Per titolari di baby pensioni la Cgia intende quanti abbiano lasciato il lavoro prima della fine del 1980.
“In totale sono quasi 562 mila le persone che non timbrano più il cartellino da almeno 40 anni“, calcolano ancora gli Artigiani di Mestre. Di queste, oltre 386 mila sono costituite in massima parte da invalidi o ex dipendenti delle grandi aziende.
“Se i primi hanno beneficiato di una legislazione che definiva i requisiti in misura molto permissiva, i secondi, a seguito della ristrutturazione industriale avviata nella seconda metà degli anni ’70, hanno usufruito di trattamenti in uscita dal mercato del lavoro molto generosi”, annota ancora Cgia.
Della squadra delle ‘Baby’ pensioni fanno parte anche 104 mila ex lavoratori autonomi, oltre la metà proveniente dall’agricoltura solo una piccola parte, pari al 10,6%, poco meno di 60 mila unità,di ex-dipendenti pubblici.
Tra i pensionati baby, prosegue la ricerca Cgia, sono i dipendenti pubblici ad aver lasciato il posto di lavoro in età più giovane, mediamente a 41,9 anni.
Mentre nella gestione privata l’età media della decorrenza delle pensioni è scattata dopo, a 42,7 anni.
In entrambi i casi, comunque, l’abbandono definitivo del posto di lavoro è avvenuto praticamente con 20 anni di età in meno rispetto a chi, oggi, usufruisce di quota 100.
Attualmente, le persone che sono andate in quiescenza prima del 31 dicembre 1980 hanno un’età media di 87,6 anni.
Sono le donne nel confronto di genere ad avere la maggioranza delle pensioni baby.
Le donne baby pensionate sono, infatti, 446 mila su un totale di 562 mila baby pensioni.
Insomma le donne sono il 79,4% del totale. E “solo” 115.840 sono uomini, il 20,6%.

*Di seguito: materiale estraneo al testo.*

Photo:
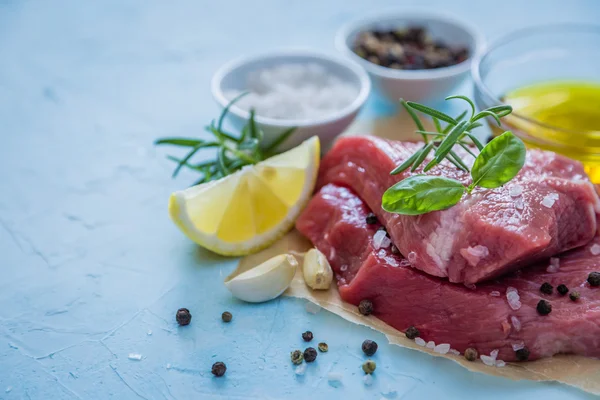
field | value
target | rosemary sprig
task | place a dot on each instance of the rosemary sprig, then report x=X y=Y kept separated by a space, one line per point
x=232 y=152
x=456 y=132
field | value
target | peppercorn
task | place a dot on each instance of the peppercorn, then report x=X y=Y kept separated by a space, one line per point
x=369 y=366
x=371 y=219
x=226 y=316
x=522 y=354
x=310 y=354
x=365 y=307
x=562 y=289
x=412 y=333
x=594 y=278
x=544 y=307
x=369 y=347
x=574 y=295
x=218 y=369
x=546 y=288
x=471 y=354
x=297 y=356
x=183 y=316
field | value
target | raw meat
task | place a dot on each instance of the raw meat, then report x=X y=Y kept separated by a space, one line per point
x=451 y=313
x=488 y=233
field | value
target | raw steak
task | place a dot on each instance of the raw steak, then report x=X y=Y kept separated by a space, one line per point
x=449 y=313
x=547 y=209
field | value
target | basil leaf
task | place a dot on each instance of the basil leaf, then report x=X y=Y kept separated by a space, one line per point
x=421 y=194
x=499 y=161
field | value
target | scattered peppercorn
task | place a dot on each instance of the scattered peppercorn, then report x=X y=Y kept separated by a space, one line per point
x=369 y=347
x=365 y=307
x=369 y=366
x=546 y=288
x=218 y=369
x=226 y=316
x=412 y=333
x=574 y=295
x=471 y=354
x=183 y=316
x=297 y=356
x=544 y=307
x=562 y=289
x=522 y=354
x=594 y=278
x=310 y=354
x=371 y=219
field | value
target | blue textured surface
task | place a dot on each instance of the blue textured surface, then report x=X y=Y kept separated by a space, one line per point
x=90 y=263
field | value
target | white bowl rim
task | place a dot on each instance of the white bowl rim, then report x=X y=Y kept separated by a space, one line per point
x=353 y=67
x=421 y=74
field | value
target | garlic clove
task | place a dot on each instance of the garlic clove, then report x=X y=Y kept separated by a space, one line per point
x=317 y=271
x=264 y=282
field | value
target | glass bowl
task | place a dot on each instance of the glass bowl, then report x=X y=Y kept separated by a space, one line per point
x=565 y=52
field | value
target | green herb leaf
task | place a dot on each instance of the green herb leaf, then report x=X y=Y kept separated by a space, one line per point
x=420 y=194
x=499 y=161
x=431 y=112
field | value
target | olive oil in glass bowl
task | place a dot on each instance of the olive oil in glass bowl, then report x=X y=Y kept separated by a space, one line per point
x=551 y=77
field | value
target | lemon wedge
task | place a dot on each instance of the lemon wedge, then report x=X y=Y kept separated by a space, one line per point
x=250 y=209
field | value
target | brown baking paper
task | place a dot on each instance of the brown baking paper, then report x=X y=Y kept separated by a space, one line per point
x=580 y=372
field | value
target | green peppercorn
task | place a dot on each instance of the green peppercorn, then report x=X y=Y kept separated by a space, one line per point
x=594 y=278
x=310 y=354
x=371 y=219
x=365 y=307
x=226 y=316
x=562 y=289
x=522 y=354
x=544 y=307
x=183 y=316
x=471 y=354
x=219 y=369
x=546 y=288
x=412 y=333
x=369 y=366
x=297 y=356
x=574 y=295
x=307 y=336
x=369 y=347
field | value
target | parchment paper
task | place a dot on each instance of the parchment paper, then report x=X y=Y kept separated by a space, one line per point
x=577 y=371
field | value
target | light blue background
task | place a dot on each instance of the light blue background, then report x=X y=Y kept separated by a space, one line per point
x=89 y=259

In definitiva c’è un “conflitto” generazionale e di genere fra i giovani che rischiano di non vedere la pensione e chi invece l’ha presa troppo presto. Come quelle 446.000 donne.

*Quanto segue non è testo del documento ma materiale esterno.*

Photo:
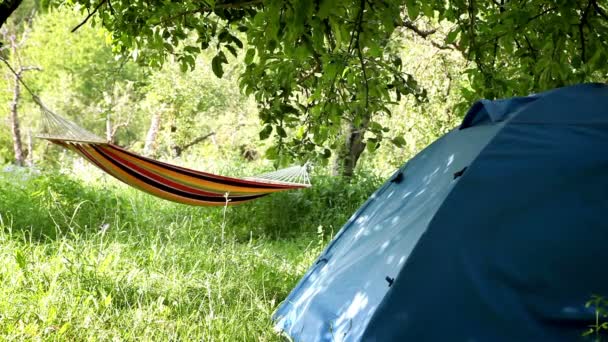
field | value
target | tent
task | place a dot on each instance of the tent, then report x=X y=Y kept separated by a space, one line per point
x=498 y=231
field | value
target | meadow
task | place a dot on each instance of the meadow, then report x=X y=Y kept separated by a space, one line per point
x=94 y=260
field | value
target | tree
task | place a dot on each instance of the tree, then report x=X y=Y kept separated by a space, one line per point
x=13 y=48
x=7 y=7
x=323 y=72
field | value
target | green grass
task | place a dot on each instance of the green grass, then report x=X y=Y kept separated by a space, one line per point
x=104 y=262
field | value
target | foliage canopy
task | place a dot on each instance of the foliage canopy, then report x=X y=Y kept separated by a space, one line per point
x=316 y=66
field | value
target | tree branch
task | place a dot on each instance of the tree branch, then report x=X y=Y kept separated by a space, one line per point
x=7 y=7
x=360 y=54
x=580 y=29
x=89 y=16
x=599 y=10
x=422 y=33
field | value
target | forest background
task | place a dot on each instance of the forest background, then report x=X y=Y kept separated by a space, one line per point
x=85 y=257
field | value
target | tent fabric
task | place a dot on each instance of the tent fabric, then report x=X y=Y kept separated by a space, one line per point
x=507 y=251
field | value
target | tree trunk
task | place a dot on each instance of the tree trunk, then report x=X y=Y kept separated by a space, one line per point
x=150 y=145
x=178 y=150
x=109 y=131
x=348 y=155
x=7 y=7
x=14 y=122
x=30 y=149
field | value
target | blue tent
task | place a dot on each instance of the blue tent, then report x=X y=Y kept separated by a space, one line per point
x=498 y=231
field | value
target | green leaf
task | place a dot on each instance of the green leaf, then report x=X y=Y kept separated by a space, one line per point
x=451 y=36
x=398 y=141
x=216 y=66
x=265 y=132
x=20 y=258
x=281 y=132
x=272 y=153
x=231 y=49
x=413 y=9
x=249 y=56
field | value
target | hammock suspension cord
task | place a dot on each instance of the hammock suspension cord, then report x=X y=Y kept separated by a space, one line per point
x=158 y=178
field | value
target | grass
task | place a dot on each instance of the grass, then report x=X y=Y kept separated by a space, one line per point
x=104 y=262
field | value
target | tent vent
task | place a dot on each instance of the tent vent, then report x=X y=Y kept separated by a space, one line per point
x=398 y=178
x=459 y=173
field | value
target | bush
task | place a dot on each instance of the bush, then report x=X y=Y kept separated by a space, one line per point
x=44 y=205
x=324 y=207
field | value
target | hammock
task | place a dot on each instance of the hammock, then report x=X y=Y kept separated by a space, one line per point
x=164 y=180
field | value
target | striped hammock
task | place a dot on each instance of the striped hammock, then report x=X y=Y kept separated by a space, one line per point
x=164 y=180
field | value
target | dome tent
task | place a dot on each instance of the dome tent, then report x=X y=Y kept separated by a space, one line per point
x=494 y=232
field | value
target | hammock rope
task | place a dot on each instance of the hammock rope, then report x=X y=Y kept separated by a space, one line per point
x=167 y=181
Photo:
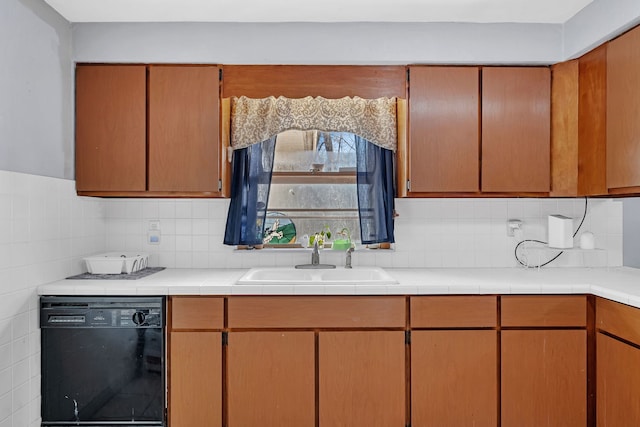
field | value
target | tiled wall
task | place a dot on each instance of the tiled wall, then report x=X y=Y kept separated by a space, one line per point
x=429 y=233
x=45 y=230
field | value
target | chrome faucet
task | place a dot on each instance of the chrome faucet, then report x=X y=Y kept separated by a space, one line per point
x=347 y=263
x=315 y=260
x=315 y=255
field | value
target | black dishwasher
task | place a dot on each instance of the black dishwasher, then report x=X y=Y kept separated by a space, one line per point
x=103 y=361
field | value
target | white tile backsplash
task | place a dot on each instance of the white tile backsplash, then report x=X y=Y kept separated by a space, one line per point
x=45 y=231
x=429 y=233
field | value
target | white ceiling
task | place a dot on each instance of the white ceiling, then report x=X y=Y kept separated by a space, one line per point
x=481 y=11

In termini di età anagrafica, però, a lasciare prima il lavoro è stato il sesso forte con una media di 40,6 anni, contro i 43,2 anni delle donne.
Infine, sia per i maschi sia per le femmine l’età media in cui hanno percepito il primo assegno pensionistico è stata più bassa tra gli occupati nel pubblico che nel privato: mediamente di 6 mesi in entrambi i casi.

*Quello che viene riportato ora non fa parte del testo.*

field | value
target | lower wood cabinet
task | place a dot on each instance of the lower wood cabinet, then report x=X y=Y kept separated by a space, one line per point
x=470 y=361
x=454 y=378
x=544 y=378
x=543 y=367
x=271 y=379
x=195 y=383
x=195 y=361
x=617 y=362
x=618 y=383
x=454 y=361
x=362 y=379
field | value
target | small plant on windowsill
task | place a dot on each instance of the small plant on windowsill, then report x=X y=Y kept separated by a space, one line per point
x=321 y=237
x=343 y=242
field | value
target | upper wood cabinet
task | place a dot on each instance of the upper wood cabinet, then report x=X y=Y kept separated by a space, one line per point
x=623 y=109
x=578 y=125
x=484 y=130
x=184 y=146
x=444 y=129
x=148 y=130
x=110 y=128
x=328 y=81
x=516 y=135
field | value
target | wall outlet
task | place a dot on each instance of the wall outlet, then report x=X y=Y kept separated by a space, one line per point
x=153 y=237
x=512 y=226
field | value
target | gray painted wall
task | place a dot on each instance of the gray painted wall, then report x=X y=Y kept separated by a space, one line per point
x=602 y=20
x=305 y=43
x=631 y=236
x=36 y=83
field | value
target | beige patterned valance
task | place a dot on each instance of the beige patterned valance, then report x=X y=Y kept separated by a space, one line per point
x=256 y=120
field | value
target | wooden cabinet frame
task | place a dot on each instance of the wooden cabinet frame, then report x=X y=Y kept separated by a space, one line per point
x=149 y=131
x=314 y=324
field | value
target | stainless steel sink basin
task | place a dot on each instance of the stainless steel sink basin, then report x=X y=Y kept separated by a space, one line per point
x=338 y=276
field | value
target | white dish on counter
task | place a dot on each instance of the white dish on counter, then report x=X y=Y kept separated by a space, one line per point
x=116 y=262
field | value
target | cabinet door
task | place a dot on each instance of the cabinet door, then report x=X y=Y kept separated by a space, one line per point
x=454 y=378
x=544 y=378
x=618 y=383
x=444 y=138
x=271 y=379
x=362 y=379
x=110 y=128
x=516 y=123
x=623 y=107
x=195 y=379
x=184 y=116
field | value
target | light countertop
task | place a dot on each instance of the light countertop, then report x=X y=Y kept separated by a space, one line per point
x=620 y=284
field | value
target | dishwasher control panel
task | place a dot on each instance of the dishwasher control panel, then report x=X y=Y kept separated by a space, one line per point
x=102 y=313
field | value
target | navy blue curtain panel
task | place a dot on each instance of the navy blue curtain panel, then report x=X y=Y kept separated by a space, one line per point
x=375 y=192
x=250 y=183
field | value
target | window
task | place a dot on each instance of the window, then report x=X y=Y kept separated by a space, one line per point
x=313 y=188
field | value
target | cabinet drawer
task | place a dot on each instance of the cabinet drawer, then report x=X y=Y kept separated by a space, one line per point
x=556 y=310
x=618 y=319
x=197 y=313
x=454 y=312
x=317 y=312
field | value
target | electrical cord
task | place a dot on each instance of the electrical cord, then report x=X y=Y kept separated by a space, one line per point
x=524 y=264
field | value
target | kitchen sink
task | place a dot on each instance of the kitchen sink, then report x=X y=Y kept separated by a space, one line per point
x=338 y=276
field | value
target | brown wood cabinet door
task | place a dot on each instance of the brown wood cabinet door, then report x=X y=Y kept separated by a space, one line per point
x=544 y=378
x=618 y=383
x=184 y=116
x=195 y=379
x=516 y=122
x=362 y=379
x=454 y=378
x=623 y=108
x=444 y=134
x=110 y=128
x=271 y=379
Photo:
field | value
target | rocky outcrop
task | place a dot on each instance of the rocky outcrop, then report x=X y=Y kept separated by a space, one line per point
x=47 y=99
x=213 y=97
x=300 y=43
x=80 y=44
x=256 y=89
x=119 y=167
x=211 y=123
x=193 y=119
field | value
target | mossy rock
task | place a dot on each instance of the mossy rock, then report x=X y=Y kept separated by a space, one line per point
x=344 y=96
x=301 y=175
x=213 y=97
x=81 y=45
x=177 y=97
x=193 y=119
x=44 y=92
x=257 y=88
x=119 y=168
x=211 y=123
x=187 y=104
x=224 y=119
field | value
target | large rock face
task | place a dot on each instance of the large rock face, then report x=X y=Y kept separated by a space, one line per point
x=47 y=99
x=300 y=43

Ancorché siano una piccola minoranza rispetto al numero totale presente l’1 gennaio 2020, quando si parla di pensionati baby, annota ancora la Cgia, il ricordo va agli ex-dipendenti del pubblico impiego. Che hanno potuto beneficiare di norme estremamente favorevoli per andare in pensione anticipatamente.
Mentre, prosegue la Cgia, in questo ventennio, nel pieno del regime retributivo, sono stati riconosciuti i requisiti per il pensionamento alle impiegate pubbliche con figli dopo 14 anni, sei mesi e un giorno contro i 19 anni e mezzo degli statali e i 25 anni dei lavoratori degli enti locali.
“Non c’è nulla da stupirsi, dunque, se nello scacchiere europeo l’Italia, anche al netto delle uscite assistenziali, sia da anni tra i paesi che spendono di più per la previdenza, sacrificando altri settori come quello dell’istruzione, dove siamo tra le realtà che in Europa investono meno”, ragiona il segretario della Cgia Renato Mason. Che ricorda come la spesa previdenziale nel nostro Paese sia particolarmente alta.
Anche perché, osserva Mason, “registriamo un’età media tra le più elevate al mondo: facciamo pochi figli, ma viviamo meglio e di più di un tempo. Quindi la popolazione tende ad invecchiare”.
”Si pensi – conclude Mason – che nel 1981 il numero degli over 80 presenti nel nostro Paese superava di poco il milione. Nel giro di 40 anni gli ultra ottantenni sono quasi quadruplicati: all’inizio di quest’anno avevano superato quota 3,9 milioni“.